Seçim sonuçlarının ardından taraftarlarına hitap eden Wilders, bu sonuçlarla göre artık göz ardı edilemeyeceklerini, aksi bir durumun son derece antidemokratik olacağını, seçmenlerin bunu kabul etmeyeceğini savunarak “Ülkeyi biz yöneteceğiz.” dedi.
Hollanda’da aşırı sağ ve sağ partileri bir araya getirecek koalisyon hükümeti için çabalarını sürdüren Wilders, henüz ülkeyi yönetme hedefine ulaşamasa da ilk neticeyi meclis başkanlığı seçiminde aldı.
PVV’nin adayı Martin Bosma, 15 Aralık’ta Temsilciler Meclisi Başkanlığına seçildi.

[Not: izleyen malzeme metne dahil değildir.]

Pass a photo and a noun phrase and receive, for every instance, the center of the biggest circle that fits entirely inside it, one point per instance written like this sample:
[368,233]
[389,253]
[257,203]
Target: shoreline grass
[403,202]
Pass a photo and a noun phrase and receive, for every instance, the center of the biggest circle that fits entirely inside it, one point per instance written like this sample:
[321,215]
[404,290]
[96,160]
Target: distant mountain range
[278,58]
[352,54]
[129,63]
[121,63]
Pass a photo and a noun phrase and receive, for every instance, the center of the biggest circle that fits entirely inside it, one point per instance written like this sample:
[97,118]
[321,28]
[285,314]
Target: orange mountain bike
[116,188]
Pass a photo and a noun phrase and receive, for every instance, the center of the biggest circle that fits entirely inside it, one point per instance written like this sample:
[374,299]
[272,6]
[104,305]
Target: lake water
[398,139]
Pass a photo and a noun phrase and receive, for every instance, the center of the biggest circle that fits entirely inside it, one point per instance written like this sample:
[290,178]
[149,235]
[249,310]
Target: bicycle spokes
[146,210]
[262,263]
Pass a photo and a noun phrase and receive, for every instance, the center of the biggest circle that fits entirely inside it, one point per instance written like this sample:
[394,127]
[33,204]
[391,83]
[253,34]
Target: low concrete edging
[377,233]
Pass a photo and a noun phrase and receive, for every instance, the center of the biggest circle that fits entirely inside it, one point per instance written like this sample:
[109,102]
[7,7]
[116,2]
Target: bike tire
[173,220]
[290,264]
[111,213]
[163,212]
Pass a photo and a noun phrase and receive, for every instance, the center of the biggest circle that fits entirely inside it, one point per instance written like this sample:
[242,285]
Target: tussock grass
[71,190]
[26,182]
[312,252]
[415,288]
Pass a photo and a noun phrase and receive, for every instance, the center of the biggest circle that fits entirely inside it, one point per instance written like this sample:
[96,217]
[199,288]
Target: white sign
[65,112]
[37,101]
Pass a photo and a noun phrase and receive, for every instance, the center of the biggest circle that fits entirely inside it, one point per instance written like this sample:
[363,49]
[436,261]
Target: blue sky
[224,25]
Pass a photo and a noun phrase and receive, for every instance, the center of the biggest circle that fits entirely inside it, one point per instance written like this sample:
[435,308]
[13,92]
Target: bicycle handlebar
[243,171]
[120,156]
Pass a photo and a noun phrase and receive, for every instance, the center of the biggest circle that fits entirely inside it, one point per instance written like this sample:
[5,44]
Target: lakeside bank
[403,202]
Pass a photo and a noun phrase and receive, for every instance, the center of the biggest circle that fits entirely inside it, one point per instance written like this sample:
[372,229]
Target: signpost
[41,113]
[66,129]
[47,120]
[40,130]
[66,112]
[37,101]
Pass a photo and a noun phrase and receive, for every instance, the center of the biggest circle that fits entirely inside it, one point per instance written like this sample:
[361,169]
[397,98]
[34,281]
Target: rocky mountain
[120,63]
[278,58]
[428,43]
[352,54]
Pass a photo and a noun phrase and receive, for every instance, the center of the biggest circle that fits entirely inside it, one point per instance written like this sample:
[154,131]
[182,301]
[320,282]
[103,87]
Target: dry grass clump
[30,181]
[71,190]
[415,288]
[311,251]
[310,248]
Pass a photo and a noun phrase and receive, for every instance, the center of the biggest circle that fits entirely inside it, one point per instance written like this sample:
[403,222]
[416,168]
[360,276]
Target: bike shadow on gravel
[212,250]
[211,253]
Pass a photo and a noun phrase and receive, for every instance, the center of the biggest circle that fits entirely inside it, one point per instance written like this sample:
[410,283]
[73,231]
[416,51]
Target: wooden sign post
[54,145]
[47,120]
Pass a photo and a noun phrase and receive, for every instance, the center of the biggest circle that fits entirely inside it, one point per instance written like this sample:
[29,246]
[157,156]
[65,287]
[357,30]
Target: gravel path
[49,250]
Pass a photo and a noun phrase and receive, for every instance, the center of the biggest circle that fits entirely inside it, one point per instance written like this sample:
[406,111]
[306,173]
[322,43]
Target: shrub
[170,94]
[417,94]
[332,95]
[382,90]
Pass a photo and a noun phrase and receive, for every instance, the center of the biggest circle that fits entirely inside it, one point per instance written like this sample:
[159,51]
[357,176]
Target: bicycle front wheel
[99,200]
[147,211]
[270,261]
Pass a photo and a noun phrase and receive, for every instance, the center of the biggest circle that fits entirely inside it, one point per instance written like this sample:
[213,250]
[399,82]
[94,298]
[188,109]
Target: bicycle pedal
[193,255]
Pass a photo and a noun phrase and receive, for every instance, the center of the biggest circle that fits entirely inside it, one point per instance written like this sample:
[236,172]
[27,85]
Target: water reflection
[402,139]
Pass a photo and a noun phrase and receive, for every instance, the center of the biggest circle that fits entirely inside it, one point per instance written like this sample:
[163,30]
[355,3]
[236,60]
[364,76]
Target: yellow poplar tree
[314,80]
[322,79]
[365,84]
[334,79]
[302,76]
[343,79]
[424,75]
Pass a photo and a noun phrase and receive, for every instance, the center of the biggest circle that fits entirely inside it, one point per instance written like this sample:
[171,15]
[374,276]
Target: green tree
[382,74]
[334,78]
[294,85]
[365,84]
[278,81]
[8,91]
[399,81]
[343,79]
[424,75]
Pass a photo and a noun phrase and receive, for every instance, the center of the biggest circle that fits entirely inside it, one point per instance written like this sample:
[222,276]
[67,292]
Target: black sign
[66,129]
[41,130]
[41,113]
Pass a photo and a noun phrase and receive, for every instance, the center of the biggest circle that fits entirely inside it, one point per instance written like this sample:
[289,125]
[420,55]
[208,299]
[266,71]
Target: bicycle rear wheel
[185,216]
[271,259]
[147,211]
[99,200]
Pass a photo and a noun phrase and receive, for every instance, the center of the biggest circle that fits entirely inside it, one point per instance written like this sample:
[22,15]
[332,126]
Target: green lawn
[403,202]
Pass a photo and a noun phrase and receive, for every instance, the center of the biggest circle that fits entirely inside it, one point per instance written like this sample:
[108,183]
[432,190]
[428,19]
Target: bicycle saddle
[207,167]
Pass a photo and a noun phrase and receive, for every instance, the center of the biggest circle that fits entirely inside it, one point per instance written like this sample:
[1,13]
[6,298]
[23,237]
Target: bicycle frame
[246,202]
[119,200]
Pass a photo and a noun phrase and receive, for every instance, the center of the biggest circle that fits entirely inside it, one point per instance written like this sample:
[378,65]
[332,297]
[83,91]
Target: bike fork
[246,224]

Martin Bosma, “Hollanda’nın ilk aşırı sağ Meclis Başkanı” oldu
Toplam 150 sandalyenin bulunduğu Temsilciler Meclisindeki gizli oylamaya 145 milletvekili katılırken, ikinci turda 75 oy alan Bosma, “Hollanda’nın ilk aşırı sağ Meclis Başkanı” olarak kayıtlara geçti.

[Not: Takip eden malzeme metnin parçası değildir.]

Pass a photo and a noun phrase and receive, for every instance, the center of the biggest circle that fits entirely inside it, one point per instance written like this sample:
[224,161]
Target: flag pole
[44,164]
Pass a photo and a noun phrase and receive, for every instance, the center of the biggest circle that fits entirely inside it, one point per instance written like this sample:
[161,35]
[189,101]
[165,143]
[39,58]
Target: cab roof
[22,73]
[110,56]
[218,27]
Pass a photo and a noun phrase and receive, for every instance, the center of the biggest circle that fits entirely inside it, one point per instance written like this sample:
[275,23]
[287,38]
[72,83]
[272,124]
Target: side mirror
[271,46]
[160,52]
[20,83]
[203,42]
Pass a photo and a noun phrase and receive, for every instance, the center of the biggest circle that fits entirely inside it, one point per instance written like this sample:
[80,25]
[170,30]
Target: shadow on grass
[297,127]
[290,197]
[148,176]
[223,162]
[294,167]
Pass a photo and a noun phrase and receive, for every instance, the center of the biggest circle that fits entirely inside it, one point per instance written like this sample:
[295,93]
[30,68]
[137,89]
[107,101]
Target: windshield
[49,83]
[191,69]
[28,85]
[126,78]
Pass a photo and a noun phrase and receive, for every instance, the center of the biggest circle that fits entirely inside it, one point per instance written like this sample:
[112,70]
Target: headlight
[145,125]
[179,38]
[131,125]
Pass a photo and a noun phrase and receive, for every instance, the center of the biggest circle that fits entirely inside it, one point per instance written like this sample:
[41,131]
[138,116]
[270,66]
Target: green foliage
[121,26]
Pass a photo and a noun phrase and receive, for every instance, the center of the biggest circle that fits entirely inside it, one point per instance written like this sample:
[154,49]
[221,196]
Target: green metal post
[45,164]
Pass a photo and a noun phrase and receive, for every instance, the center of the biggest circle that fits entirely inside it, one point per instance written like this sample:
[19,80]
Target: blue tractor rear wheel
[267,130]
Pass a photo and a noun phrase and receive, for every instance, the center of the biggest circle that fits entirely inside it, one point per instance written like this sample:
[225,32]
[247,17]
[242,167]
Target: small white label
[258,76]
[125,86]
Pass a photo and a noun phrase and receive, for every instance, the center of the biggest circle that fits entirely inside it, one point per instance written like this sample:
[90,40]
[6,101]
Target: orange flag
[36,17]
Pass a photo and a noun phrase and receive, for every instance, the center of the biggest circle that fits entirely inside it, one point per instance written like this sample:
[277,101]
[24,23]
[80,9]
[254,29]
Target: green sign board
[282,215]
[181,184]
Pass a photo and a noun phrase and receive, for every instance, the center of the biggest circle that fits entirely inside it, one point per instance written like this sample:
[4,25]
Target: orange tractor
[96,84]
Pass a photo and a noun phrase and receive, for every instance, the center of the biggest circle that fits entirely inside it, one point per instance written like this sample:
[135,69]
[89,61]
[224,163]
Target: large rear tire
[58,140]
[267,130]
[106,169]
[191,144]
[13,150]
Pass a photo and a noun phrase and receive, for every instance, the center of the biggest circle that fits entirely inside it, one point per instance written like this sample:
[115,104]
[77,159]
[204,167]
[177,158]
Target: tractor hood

Genel seçimlerde yüzde 23,5 oyla 37 sandalye kazanan Wilders, 24 sandalye ile üçüncü sırayı alan Dilan Yeşilgöz liderliğindeki Özgürlük ve Demokrasi için Halk Partisi (VVD), 20 sandalye ile dördüncü sıraya yerleşen Pieter Omtzigt liderliğindeki Yeni Sosyal Sözleşme Partisi (NSC) ve 7 sandalye ile altıncı sırayı alan Caroline van der Plas liderliğindeki Çiftçi Vatandaş Hareketi Partisinin (BBB) dahil olduğu sağ koalisyon kurmak istediğini açıklamıştı. Söz konusu partiler arasındaki koalisyon görüşmelerinde henüz ilerleme sağlanamadı.

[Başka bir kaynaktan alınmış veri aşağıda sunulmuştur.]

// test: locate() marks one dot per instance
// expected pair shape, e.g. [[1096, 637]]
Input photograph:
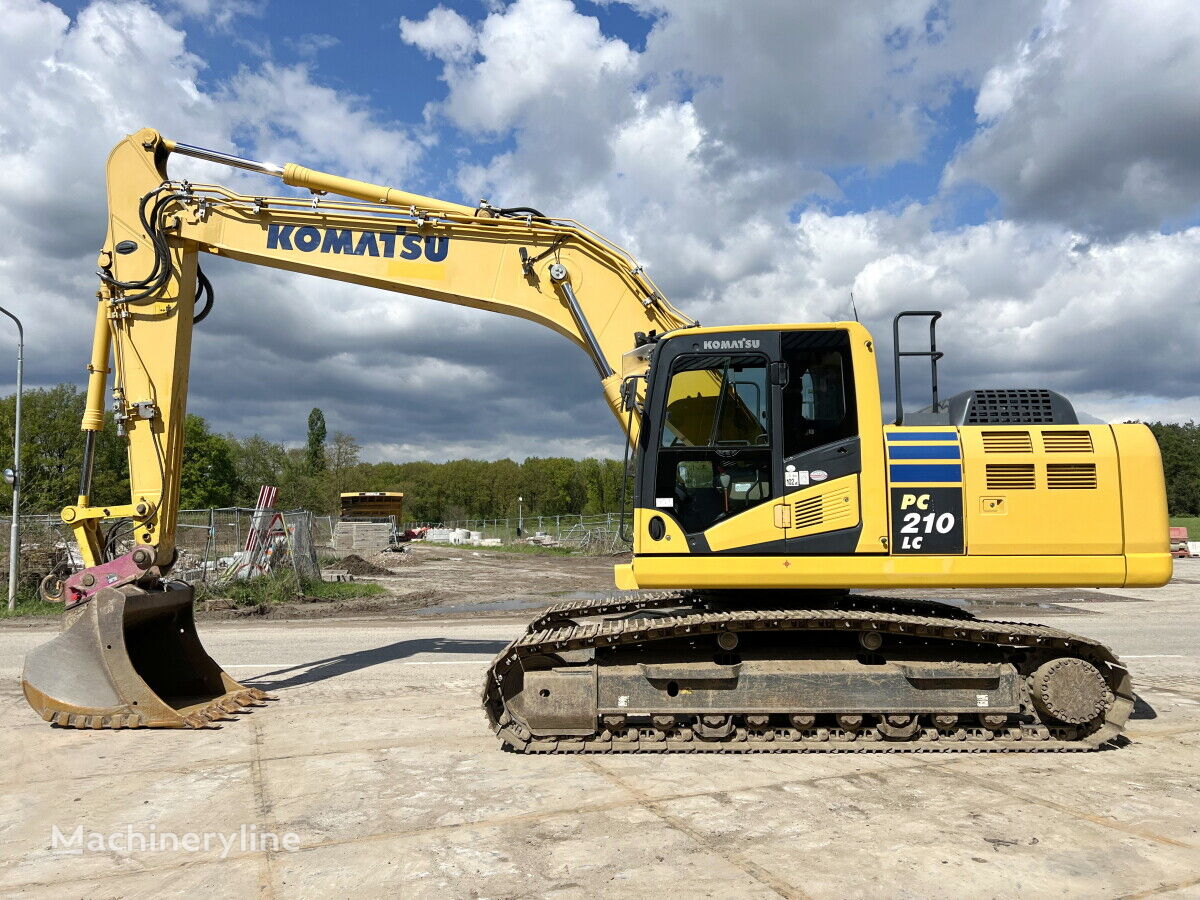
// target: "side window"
[[819, 400], [714, 457], [718, 401]]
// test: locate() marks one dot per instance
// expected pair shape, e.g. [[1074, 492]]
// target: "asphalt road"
[[376, 774]]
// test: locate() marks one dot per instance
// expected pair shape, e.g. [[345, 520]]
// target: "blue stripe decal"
[[924, 453], [924, 474], [923, 436]]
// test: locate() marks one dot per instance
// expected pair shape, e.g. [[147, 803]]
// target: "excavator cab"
[[738, 421]]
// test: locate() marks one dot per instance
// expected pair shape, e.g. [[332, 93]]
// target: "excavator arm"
[[129, 654], [514, 262]]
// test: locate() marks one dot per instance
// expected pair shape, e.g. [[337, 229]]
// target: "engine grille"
[[1067, 442], [1007, 442], [1011, 407], [1011, 477], [1071, 477]]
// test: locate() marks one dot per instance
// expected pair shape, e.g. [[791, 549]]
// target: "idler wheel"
[[1069, 690]]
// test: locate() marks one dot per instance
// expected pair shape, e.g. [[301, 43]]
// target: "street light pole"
[[15, 474]]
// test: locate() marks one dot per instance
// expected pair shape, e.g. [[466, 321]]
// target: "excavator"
[[768, 498]]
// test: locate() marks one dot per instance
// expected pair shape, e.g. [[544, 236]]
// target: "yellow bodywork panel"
[[813, 510], [870, 571], [1042, 490]]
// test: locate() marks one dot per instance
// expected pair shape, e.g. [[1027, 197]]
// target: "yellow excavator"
[[765, 487]]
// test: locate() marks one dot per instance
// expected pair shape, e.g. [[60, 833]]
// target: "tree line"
[[226, 471]]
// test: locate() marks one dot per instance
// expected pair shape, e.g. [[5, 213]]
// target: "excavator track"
[[1057, 671]]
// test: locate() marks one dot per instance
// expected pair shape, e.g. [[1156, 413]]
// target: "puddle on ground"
[[515, 604]]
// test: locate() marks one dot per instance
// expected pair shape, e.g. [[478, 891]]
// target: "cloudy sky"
[[1031, 168]]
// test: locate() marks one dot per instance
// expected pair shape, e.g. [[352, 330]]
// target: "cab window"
[[819, 399], [714, 457]]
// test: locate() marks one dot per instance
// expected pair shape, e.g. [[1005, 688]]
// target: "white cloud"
[[443, 34], [1093, 120], [214, 15]]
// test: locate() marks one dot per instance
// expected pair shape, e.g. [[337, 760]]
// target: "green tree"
[[315, 453], [257, 462], [1180, 445], [341, 456], [208, 477]]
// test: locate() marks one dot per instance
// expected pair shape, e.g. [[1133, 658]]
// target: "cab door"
[[820, 443], [712, 465]]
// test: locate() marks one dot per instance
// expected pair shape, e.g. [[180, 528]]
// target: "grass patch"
[[534, 550], [1191, 522], [285, 587]]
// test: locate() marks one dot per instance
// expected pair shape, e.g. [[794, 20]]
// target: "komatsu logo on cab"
[[391, 245], [742, 343]]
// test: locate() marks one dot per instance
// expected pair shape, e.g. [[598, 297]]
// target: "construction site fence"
[[598, 533], [204, 538], [208, 538]]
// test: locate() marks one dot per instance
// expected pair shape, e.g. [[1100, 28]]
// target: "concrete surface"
[[377, 761]]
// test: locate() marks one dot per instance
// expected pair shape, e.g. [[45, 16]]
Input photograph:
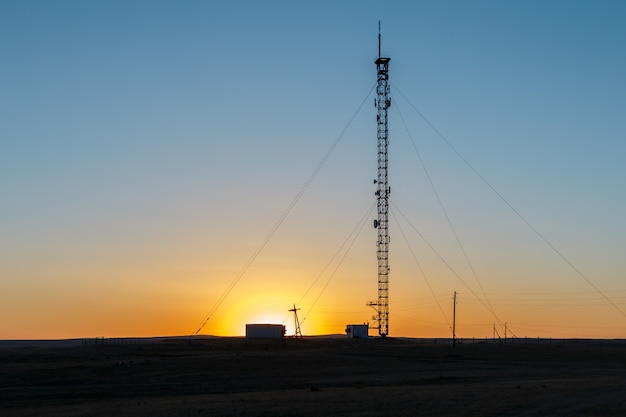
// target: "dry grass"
[[314, 377]]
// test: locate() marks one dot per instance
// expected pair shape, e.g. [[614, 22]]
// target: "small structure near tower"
[[265, 331], [357, 331]]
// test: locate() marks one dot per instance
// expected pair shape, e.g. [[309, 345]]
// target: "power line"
[[537, 232]]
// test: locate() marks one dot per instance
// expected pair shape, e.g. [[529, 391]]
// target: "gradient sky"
[[148, 147]]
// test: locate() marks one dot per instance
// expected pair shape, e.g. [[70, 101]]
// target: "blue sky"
[[149, 146]]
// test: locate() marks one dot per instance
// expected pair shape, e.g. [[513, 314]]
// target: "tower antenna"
[[379, 39], [383, 102], [297, 333]]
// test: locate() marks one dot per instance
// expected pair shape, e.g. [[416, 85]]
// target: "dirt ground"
[[315, 377]]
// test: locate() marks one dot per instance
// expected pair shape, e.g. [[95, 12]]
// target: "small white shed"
[[265, 331], [357, 331]]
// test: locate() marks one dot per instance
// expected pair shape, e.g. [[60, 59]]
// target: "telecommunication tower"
[[383, 102], [297, 333]]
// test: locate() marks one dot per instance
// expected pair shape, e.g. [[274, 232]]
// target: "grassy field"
[[314, 377]]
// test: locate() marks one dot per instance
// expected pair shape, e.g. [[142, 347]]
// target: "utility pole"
[[454, 321], [383, 102]]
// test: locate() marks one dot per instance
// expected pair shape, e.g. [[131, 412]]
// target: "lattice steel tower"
[[383, 102]]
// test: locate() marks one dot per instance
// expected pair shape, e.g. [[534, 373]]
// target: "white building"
[[357, 331], [265, 331]]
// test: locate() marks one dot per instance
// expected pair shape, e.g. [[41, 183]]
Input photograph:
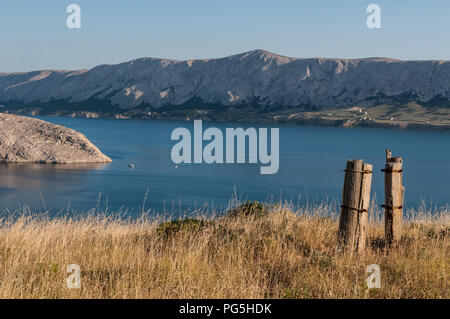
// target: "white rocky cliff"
[[29, 140], [257, 77]]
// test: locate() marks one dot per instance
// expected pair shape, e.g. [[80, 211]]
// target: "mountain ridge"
[[257, 77]]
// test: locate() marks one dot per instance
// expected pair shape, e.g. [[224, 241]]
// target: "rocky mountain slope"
[[24, 139], [257, 77]]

Polonya’da aşırı sağcı Konfederasyon Partisi yüzde 7,16 oy aldı
Yaklaşık 40 milyon nüfuslu Polonya’da 15 Ekim’de yapılan seçim sonuçlarına göre, hükümetteki Hukuk ve Adalet Partisi (PİS) yüzde 35,38 oy alarak birinci geldi.
PİS’i yüzde 30,70 ile eski AB Konseyi Başkanı Donald Tusk’un liderliğindeki ana muhalefet bloku Sivil Koalisyon, ardından da yüzde 14,4 ile Üçüncü Yol İttifakı izledi. Yeni Sol Parti yüzde 8,61, aşırı sağcı Konfederasyon Partisi yüzde 7,16 oy aldı.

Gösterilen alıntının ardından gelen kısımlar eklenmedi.